Re: [PATCH] drm/i915/guc: Fix a false alert of memory leak when free LRC

Dave Gordon <david.s.gordon@xxxxxxxxx> · Fri, 23 Oct 2015 22:40:11 +0100

On 21/10/15 19:27, yu.dai@xxxxxxxxx wrote:
From: Alex Dai <yu.dai@xxxxxxxxx>

There is a memory leak warning message from i915_gem_context_clean
when GuC submission is enabled. The reason is that gem_request (so
the LRC associated with it) is freed early than moving the vma list
to inactive.

We are not seeing this in ExecList (non-GuC) mode because the
gem_request is tracked by execlist_retired_req_list. The management
of this queue, therefore free of LRC, happens after retire of vma
list. In this patch, we use the same gem_request management for GuC
submission.

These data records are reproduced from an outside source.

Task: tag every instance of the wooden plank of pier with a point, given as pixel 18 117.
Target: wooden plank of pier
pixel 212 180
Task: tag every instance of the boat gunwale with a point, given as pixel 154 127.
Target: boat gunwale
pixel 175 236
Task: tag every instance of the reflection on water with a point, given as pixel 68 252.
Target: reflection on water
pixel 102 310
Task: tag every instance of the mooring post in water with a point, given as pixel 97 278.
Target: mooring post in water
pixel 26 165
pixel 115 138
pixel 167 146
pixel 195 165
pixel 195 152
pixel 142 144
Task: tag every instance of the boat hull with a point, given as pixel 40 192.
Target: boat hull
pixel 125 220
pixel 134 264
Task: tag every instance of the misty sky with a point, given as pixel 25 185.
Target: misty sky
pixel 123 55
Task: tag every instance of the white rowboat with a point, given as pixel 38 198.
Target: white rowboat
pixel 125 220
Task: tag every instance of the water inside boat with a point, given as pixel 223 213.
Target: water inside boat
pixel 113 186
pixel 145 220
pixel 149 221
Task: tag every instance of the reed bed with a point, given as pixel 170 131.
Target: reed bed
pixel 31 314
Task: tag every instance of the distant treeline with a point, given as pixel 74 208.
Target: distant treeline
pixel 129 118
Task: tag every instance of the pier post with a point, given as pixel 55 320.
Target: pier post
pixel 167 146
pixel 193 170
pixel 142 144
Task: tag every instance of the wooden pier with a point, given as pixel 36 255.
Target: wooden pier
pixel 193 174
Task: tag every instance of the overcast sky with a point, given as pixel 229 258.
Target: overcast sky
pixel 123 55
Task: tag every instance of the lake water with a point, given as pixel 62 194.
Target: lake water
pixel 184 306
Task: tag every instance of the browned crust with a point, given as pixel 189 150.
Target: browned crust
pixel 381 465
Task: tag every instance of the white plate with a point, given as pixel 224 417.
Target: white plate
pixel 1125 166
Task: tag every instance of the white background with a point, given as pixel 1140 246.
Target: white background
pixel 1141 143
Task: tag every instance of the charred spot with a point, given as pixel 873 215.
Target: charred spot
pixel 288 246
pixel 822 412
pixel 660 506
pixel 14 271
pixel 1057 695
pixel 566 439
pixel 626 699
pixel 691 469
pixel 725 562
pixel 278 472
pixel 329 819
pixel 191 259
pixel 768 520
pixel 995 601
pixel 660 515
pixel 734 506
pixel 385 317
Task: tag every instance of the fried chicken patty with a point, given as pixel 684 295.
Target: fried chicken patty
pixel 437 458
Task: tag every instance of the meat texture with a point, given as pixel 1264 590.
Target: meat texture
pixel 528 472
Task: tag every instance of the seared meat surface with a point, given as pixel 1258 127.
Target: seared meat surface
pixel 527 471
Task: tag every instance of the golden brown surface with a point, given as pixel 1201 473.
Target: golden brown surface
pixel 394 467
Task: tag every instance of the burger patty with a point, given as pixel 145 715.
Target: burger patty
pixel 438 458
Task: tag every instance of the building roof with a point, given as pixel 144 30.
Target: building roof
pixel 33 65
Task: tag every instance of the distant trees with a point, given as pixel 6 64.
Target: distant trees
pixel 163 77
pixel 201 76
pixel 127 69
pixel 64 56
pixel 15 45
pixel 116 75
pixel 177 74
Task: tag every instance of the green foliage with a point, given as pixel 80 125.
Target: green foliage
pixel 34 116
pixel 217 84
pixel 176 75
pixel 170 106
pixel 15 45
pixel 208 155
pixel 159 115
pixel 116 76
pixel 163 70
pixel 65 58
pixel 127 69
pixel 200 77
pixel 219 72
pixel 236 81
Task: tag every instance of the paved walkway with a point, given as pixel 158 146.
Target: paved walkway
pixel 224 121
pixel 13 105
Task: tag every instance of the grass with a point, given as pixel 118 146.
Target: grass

Because the context switch interrupt is handled by
firmware, intel_guc_retire_requests is introduced to move retired
gem_request to execlist_retired_req_list then be released later in
workqueue.

Signed-off-by: Alex Dai <yu.dai@xxxxxxxxx>
---
  drivers/gpu/drm/i915/i915_gem.c            |  1 +
  drivers/gpu/drm/i915/i915_guc_submission.c | 35 +++++++++++++++++++++++++++++-
  drivers/gpu/drm/i915/intel_guc.h           |  2 ++
  drivers/gpu/drm/i915/intel_lrc.c           | 10 ++++-----
  4 files changed, 42 insertions(+), 6 deletions(-)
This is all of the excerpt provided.